GoogleCloudDataproc/hadoop-connectors

Question: How to use gcs-connector on GKE with Workload Identity

aristapimenta opened this issue · 1 comments

Hi,

I'm currently using gcs-connector 2.2.7 on a GKE cluster with a static service account JSON key. I want to get rid of this static credential and start using Workload Identity.

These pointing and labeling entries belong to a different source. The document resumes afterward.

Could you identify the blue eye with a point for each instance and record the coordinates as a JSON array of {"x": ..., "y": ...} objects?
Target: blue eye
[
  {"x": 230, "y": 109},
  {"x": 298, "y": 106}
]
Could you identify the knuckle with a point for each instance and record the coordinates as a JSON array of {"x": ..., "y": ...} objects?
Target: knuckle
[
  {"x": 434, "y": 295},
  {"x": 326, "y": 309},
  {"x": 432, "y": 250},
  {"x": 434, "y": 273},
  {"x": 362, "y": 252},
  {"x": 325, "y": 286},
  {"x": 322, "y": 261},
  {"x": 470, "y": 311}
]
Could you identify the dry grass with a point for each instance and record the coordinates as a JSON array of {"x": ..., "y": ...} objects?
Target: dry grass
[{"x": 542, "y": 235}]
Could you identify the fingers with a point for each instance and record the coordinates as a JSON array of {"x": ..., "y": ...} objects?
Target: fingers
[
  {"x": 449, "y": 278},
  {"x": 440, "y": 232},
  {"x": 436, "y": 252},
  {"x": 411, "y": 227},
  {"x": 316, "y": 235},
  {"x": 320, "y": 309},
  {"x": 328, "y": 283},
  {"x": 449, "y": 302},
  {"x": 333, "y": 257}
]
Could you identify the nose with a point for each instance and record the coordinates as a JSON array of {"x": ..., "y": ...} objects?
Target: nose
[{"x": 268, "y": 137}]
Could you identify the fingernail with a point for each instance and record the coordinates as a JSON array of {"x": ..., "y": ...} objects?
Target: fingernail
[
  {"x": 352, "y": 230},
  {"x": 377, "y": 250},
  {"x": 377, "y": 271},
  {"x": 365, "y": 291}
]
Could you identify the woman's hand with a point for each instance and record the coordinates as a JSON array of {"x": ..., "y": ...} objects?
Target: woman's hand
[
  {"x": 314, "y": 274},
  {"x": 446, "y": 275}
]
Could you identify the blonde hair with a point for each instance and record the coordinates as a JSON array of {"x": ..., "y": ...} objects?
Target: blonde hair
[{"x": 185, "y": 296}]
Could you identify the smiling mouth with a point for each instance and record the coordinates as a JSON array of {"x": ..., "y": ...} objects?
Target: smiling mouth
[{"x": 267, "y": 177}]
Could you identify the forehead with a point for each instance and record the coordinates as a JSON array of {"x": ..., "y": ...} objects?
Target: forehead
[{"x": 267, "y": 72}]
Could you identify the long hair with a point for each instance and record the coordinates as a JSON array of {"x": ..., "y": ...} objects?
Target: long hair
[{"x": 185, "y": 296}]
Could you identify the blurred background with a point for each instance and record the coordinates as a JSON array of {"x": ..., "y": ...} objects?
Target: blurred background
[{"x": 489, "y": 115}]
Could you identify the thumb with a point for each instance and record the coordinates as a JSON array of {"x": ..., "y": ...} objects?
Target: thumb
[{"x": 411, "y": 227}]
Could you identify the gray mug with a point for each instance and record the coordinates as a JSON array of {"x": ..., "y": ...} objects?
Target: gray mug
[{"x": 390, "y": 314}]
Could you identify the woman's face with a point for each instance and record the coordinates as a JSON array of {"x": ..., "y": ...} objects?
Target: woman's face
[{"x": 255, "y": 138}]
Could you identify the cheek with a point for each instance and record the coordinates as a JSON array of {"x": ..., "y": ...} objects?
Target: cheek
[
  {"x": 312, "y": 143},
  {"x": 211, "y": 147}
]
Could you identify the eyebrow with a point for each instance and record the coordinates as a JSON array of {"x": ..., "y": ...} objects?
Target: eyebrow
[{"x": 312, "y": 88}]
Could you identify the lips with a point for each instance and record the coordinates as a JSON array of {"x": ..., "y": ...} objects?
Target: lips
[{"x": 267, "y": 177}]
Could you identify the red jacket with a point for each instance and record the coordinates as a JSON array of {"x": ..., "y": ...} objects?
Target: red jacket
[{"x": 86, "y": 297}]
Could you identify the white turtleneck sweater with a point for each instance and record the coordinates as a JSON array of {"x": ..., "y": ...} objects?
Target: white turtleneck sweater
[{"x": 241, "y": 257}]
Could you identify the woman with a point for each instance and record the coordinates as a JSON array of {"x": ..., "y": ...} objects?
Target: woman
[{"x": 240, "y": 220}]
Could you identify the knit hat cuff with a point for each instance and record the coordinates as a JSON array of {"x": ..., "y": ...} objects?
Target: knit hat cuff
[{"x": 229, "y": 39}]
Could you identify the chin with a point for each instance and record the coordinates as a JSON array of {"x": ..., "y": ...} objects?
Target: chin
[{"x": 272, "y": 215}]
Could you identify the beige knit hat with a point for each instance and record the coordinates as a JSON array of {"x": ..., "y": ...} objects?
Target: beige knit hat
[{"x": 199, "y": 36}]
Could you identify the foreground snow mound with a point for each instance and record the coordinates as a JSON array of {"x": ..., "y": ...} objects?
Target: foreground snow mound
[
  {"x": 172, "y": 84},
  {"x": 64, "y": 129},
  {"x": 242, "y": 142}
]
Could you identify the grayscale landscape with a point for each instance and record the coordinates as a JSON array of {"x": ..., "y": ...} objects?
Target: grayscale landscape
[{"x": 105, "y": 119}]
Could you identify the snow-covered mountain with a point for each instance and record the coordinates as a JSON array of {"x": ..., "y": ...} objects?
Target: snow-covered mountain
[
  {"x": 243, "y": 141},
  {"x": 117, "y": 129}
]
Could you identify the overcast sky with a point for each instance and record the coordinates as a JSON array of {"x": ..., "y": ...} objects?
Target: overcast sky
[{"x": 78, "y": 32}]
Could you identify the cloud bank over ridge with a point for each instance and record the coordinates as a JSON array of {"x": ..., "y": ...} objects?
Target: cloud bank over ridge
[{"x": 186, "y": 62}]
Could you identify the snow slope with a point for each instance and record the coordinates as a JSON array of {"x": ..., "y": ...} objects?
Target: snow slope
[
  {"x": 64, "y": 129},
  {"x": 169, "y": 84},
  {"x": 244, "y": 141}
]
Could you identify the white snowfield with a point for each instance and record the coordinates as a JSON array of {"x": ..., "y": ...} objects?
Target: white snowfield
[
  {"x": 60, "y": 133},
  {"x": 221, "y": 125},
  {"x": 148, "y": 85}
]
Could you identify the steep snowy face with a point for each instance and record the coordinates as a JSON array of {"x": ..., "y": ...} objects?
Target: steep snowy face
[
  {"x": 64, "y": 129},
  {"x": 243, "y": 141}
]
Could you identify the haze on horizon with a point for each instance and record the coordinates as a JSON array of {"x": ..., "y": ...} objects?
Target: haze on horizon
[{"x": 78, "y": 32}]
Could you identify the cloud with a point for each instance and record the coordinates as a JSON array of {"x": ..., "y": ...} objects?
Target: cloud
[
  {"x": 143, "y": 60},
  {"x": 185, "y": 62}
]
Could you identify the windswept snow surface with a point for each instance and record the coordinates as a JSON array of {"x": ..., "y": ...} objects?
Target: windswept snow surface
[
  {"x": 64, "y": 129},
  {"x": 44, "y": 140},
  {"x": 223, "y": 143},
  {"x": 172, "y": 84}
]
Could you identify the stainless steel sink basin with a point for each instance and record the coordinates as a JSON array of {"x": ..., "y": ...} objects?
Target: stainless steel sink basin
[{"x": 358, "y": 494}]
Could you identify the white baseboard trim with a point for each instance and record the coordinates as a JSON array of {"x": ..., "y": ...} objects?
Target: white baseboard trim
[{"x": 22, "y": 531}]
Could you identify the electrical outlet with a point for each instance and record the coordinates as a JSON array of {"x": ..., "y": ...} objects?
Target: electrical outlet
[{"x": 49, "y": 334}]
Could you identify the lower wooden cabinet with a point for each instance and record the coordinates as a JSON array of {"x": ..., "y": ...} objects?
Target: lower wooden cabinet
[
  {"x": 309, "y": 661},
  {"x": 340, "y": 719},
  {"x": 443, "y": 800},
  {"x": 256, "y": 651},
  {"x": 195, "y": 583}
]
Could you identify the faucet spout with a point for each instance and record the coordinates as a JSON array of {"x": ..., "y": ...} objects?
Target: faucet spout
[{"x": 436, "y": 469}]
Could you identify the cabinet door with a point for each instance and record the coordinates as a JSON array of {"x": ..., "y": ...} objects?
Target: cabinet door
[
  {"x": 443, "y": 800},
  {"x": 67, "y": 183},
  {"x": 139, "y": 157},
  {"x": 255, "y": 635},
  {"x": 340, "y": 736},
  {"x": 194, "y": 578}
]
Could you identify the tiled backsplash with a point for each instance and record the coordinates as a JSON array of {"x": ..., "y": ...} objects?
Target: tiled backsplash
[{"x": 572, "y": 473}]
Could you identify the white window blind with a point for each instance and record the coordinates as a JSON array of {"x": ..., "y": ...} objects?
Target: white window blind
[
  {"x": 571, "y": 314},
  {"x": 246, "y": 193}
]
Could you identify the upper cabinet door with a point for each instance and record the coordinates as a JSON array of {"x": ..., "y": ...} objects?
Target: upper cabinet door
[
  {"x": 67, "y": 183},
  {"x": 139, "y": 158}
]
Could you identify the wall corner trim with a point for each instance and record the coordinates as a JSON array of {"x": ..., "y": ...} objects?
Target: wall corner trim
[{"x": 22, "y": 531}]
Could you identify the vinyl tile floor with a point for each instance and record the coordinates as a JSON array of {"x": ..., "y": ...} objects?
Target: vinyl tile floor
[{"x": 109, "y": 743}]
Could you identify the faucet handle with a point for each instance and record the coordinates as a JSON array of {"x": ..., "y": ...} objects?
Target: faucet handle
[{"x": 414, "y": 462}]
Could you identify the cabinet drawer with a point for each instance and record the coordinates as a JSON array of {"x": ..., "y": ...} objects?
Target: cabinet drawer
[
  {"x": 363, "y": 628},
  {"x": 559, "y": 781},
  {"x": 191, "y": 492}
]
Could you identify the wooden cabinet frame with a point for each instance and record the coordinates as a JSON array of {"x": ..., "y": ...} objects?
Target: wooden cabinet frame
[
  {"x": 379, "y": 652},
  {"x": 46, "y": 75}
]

I already use Workload Identity for many other applications in this cluster, so I'm sure that my attempt is configured correctly at least for the following items:

  1. The GCP SA has the required permissions on the bucket (because it works using the JSON key)
  2. The k8s SA has the workload identity user role on the GCP SA
  3. The k8s SA has the iam annotation with the GCP SA email
  4. The pod is configured to use this k8s SA
  5. On the same container where I run the gcs-connector I also run a Go binary that correctly authenticates via Workload Identity

I have tried to use a few different settings in core-site.xml to enable Workload Identity but all I'm getting are 403 errors:

  • google.cloud.auth.type with COMPUTE_ENGINE and APPLICATION_DEFAULT
  • fs.gs.auth.type with COMPUTE_ENGINE and APPLICATION_DEFAULT
  • Not specifying google.cloud.auth.type or fs.gs.auth.type hoping for the default to be the right one

I have also tried to use gcs-connector 2.2.15 instead of 2.2.7 but it doesn't help.

Appreciate any help. Is Workload Identity supported in the gcs-connector at all?

Seems like you just don't need to specify anything related to the Google Service Account for Workload Identity to work.